Part of General Paper Session (Other abstracts in this session)

Bengali-English Codeswitching: A focus on the third verb in bilingual compound verbs

Authors: Chatterjee, Tridha
Submitted by: Chatterjee, Tridha (University of Michigan, United States of America)

New codeswitching (CS) data from Bengali-English bilinguals show bilingual compound verb (BCV) constructions that are somewhat different from the structure of BCVs that have been reported so far. BCVs occur widely in CS between various language pairs. These constructions are characterized by two verbs occurring contiguously, the first verb being an embedded language lexical verb and the second verb being a matrix language helping verb such as ‘do’ or ‘make’ (Muysken 2000, Backus 1996, Edwards and Gardner-Chloros 2007, Romaine 1986). Until now this structure in Bengali‐English CS has not been documented.

This paper presents Bengali-English CS data (collected during my fieldwork in India in 2010) and explains how the BCVs that occur in this data are different from the BCVs that have been reported so far. For example, educate kora ‘to do educate’ is a regular BCV in Bengali-English where educate is in English, and kora, a helping verb is in Bengali. But, some BCVs in Bengali-English bilingual speech have three verbs occurring adjacent to each other, where each verb performs a specific function. An example of a three-verb construction is given below.
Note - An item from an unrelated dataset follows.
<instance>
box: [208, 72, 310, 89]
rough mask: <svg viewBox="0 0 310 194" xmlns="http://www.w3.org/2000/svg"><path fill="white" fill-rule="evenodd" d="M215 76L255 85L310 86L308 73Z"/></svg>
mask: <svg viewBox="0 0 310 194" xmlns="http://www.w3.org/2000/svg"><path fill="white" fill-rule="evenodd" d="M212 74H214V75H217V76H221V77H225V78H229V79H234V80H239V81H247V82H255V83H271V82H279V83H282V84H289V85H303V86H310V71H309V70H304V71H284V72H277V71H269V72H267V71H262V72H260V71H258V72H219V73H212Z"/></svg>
1)                        Ora     park-ta           renovate     kore              dieche

                            3pl      park-DEF      renovate     do-PRF P    give.PRF.3P

                             They have renovated the park (for someone).                                                      

Here, the English verb renovate, gives meaning, kore expresses the action of doing renovating, and the third verb dieche, provides aspectual information of perfectivity and semantic information of doing the action for someone. This construction, however, still expresses one single action. Also through syntactic tests on the three-verb compounds, I show that the three verbs together form one single syntactic unit.

This paper specifically focuses on the third verb in these constructions and examines the function that these verbs have in these constructions. The verbs that occur in the third position (also called vector verbs) of the bilingual compound, come from a list of 12 to 16 verbs, and have different degrees of grammaticalization and semantic bleaching (Basu 2010, Paul 2003) and the degree to which the third verb contributes meaning to the compound depends on how grammaticalized the verb is.

I also explain how the three-verb constructions draw from two monolingual constructions, the Bengali compound verbs (V1 + V2) and Bengali conjunct verbs (noun + helping verb + V2). Bengali compound verbs express one action with the help of two verbs, occurring contiguously. The first verb gives the semantic content while the second verb often loses its own meaning and gives aspectual information to the compound (Thompson 2010). The example below illustrates this construction.

2)                     ami    or                     naamta                bhule                     gechi

                        1sg    3sg-GEN        name-DEF           forget-PRF P        go.PRF.1P

                         I have forgotten his/her name.

Overall this paper shows that the third verb is an important component of the compound, whenever it occurs in a compound, and that it performs a range of functions from giving aspectual information to semantic information to being highly grammaticalized.